Guide To PyOD: A Python Toolkit For Outlier Detection

PyOD

PyOD is a flexible and scalable toolkit designed for detecting outliers or anomalies in multivariate data; hence the name PyOD (Python Outlier Detection). It was introduced by Yue Zhao, Zain Nasrullah and Zeng Li in May 2019 (JMLR (Journal of Machine learning) paper).

Before going into the details of PyOD, let us understand in brief what outlier detection means.

What is outlier detection?

Outliers in data analysis refer to those data points which differ significantly from the majority of observations or do not conform to the trend/pattern followed by them. The process of identifying such suspicious data points is known as outlier detection. Detecting fraudulent transactions in the banking sector is an example of outlier detection.

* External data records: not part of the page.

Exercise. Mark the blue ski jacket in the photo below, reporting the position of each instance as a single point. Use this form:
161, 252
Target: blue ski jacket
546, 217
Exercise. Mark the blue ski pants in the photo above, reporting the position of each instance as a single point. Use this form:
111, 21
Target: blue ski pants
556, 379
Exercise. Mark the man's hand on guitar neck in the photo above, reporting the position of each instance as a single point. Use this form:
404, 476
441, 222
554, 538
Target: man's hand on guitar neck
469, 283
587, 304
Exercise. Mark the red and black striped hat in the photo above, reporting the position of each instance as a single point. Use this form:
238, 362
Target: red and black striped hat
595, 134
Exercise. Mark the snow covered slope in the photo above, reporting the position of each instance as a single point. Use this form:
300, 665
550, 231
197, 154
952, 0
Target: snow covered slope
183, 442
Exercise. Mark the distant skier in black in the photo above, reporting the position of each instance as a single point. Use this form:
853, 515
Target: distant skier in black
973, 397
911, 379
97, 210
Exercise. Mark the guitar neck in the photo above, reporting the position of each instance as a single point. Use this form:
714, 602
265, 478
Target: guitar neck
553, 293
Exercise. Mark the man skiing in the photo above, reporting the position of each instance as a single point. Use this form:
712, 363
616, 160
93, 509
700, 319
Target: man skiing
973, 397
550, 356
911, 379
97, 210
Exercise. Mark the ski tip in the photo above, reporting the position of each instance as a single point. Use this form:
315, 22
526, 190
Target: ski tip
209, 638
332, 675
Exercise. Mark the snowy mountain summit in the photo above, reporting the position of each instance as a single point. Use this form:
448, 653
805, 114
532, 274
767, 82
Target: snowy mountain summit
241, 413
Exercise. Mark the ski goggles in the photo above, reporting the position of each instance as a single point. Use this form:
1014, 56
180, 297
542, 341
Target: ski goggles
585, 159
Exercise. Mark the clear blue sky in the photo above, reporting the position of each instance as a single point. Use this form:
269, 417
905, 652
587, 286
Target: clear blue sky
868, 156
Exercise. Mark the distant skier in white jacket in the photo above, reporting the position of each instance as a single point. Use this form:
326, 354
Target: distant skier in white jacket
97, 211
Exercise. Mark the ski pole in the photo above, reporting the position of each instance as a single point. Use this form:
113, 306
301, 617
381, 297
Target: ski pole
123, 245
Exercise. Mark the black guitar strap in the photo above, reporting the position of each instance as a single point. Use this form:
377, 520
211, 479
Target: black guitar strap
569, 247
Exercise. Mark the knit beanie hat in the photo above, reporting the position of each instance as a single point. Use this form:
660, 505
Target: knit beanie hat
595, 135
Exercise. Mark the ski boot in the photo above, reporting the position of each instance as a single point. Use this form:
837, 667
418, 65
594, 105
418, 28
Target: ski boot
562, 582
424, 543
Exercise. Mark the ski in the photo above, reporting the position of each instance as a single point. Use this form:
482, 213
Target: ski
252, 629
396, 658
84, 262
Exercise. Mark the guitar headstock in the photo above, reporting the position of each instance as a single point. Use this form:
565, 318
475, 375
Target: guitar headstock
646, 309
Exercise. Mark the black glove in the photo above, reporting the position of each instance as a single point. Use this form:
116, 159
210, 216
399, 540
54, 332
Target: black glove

Following are some of our useful articles for detailed information on outlier detection:

Subscribe to our Newsletter

Join our editors every weekday evening as they steer you through the most significant news of the day, introduce you to fresh perspectives, and provide unexpected moments of joy
Your newsletter subscriptions are subject to AIM Privacy Policy and Terms and Conditions.

Overview of PyOD

PyOD is an open-source Python toolbox that provides over 20 outlier detection algorithms till date – ranging from traditional techniques like local outlier factor to novel neural network architectures such as adversarial models or autoencoders. The complete list of supported algorithms is available here

Highlighting features of PyOD toolkit

  • It is compatible with both Python 2 and Python 3 across Linux, MacOS and Windows operating systems. The compatibility is achieved using six library.
  • PyOD can give cumulative results by combining various outlier detection methods, detectors and ensembles.
  • It includes an easy-to-use API and interactive examples for the supported algorithms.
  • Optimization techniques such as parallelization and Just-In-Time (JIT) compilation can be employed for selected models whenever required.
  • Practices such as unit testing, code coverage, continuous integration and code maintainability checks are considered by the supported models.

Essential dependencies

Practical implementation

Here’s a demonstration of applying eight different outlier detection algorithms using PyOD library and comparing their visualization results. The code demonstrated here is tested with Google Colab having Python 3.7.10 and PyOD 0.8.7 versions. 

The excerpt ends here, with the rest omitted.